HSGER registra índice de 100% na administração de antibióticos na 1ª hora de atendimento de pacientes com suspeita de sepse
O Hospital do Servidor General Edson Ramalho (HSGER) registrou índice de 100% na administração de antibióticos em pacientes com suspeita de sepse dentro da primeira hora de identificação dos sintomas, no mês de outubro deste ano. A medida é essencial para a adequada assistência do paciente e reduzir os riscos de mortalidade. A unidade hospitalar, gerenciada pela Fundação Paraibana de Gestão em Saúde (PB Saúde), atualizou o protocolo de sepse a partir do monitoramento sistemático e do uso de indicadores que permitem ações direcionadas e sustentáveis para a melhoria contínua da assistência ao paciente.
Conforme a coordenadora do Serviço de Controle de Infecção Hospitalar (SCIH), Luana Abrantes, o bom desempenho do hospital na abertura e execução do protocolo de sepse é resultado das ações educativas realizadas nos setores assistenciais, no mês de setembro. “O tempo oportuno da assistência, incluindo a administração de antibióticos e de fluidos adequados são cruciais para a manutenção da vida do paciente”, observa.
A médica infectologista e presidente da Comissão de Controle de Infecção Hospitalar, Wanja Lima, explica que a sepse é uma infecção que causa uma resposta desregulada no organismo, provocando disfunção de órgãos e podendo levar ao óbito. Quando são verificados ao menos dois critérios de síndrome da resposta inflamatória sistêmica (SIRS) e/ou um critério de disfunção orgânica, a exemplo de alteração de temperatura ou taquicardia e/ou hipotensão, o protocolo deve ser aberto.

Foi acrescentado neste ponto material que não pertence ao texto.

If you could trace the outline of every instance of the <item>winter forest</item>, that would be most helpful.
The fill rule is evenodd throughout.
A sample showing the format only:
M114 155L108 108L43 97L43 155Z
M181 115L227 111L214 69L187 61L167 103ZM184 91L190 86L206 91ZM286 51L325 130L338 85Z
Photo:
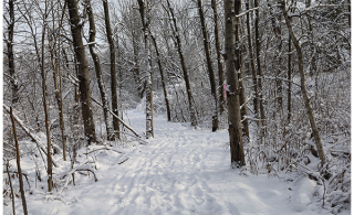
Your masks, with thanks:
M350 0L4 0L3 214L350 214Z

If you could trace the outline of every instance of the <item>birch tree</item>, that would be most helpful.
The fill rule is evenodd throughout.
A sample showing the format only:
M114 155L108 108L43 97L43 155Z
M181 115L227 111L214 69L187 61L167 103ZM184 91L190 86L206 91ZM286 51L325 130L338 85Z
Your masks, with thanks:
M232 0L223 0L225 10L225 62L227 73L227 101L229 112L229 138L232 168L244 165L242 143L240 87L240 50L236 49L236 14ZM236 51L235 51L236 50Z
M288 8L287 8L287 4L285 4L285 1L282 0L280 2L280 7L281 7L281 10L282 10L282 13L283 13L283 17L285 19L285 22L287 22L287 26L288 26L288 31L291 35L291 41L296 50L296 55L298 55L298 68L299 68L299 73L300 73L300 78L301 78L301 94L302 94L302 97L303 97L303 101L304 101L304 105L305 105L305 108L306 108L306 112L308 112L308 117L309 117L309 120L310 120L310 125L311 125L311 129L312 129L312 135L313 135L313 138L314 138L314 143L316 146L316 149L317 149L317 153L319 153L319 157L320 157L320 160L321 160L321 164L322 166L324 165L325 163L325 155L324 155L324 151L323 151L323 144L322 144L322 140L321 140L321 137L320 137L320 132L319 132L319 128L317 128L317 125L316 125L316 120L314 118L314 114L313 114L313 109L312 109L312 106L311 106L311 100L310 100L310 97L309 97L309 94L308 94L308 90L306 90L306 77L305 77L305 72L304 72L304 60L303 60L303 53L302 53L302 47L301 47L301 43L299 41L299 39L296 37L295 33L294 33L294 30L292 28L292 20L290 19L290 15L288 14Z
M110 121L108 97L107 97L106 87L105 87L105 84L103 80L100 56L97 54L96 46L95 46L95 37L96 37L95 20L94 20L93 10L91 7L91 1L86 0L85 3L87 7L87 17L88 17L88 22L90 22L90 40L88 40L90 45L88 45L88 49L90 49L90 53L91 53L91 56L92 56L92 60L93 60L94 66L95 66L96 78L97 78L98 89L100 89L100 94L101 94L101 100L102 100L102 105L103 105L104 121L105 121L106 131L107 131L107 140L114 141L115 133L114 133L112 123Z
M152 68L150 68L150 40L149 40L149 20L147 15L147 1L138 0L139 12L143 23L144 31L144 44L145 44L145 82L146 82L146 139L154 137L153 126L153 80L152 80Z
M207 66L208 66L208 74L209 74L209 82L211 87L211 96L214 99L212 103L212 131L218 130L219 128L219 120L218 120L218 94L217 94L217 87L216 87L216 80L215 80L215 74L212 68L212 62L211 62L211 54L210 54L210 45L209 45L209 36L207 32L207 24L206 24L206 18L204 15L204 7L202 7L202 0L198 0L198 11L199 11L199 18L200 18L200 25L201 25L201 32L204 36L204 50L206 53L207 58Z
M110 61L111 61L111 94L112 94L112 109L116 116L118 114L118 96L117 96L117 78L115 74L115 45L113 41L113 34L111 29L111 21L110 21L110 10L107 0L102 0L103 9L104 9L104 22L106 26L106 35L110 43ZM113 128L116 132L116 137L119 139L119 121L118 119L113 117Z
M82 22L79 17L76 0L66 0L71 33L73 37L74 52L77 60L79 68L79 88L80 88L80 101L82 109L82 117L84 121L85 137L87 146L92 142L96 142L95 125L93 121L92 104L91 104L91 90L90 90L90 76L86 61L85 49L82 42Z

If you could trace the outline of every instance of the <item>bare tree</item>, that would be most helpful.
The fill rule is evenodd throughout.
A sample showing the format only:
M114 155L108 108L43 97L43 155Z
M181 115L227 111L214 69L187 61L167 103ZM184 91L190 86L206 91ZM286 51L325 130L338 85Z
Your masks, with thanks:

A Comissão de Controle de Infecção Hospitalar avaliou os protocolos de sepse abertos no mês de outubro e constatou que administração de fluidos adequados (quando indicados) foi de 90%, superando a meta de maior ou igual a 80%. O uso de antibiótico adequado conforme o protocolo atingiu a meta de maior ou igual a 90%.
“Os resultados demonstram elevada conformidade com o tempo de início do antibiótico e administração adequada de fluidos, o que reflete boa resposta inicial ao reconhecimento e tratamento da sepse. Para otimizar o percentual de coleta de culturas antes da administração do antibiótico, modificamos o fluxo de coleta, que foi transferido da equipe do laboratório para os enfermeiros assistenciais”, explica Wanja Lima.
Desafios – A presidente da Comissão de Controle de Infecção Hospitalar ressalta que os desafios assistenciais fazem parte da rotina de um hospital de “porta-aberta”, fazendo necessária a execução de ações de educação continuada, revisão de fluxos de atendimento e monitoramento contínuo. “Estamos em constante processo de revisão do protocolo de sepse para abordar de forma mais exaustiva os antibióticos e suas indicações, a fim de melhorar a adequada prescrição conforme sítio de infecção e perfil do paciente”, complementa a médica infectologista.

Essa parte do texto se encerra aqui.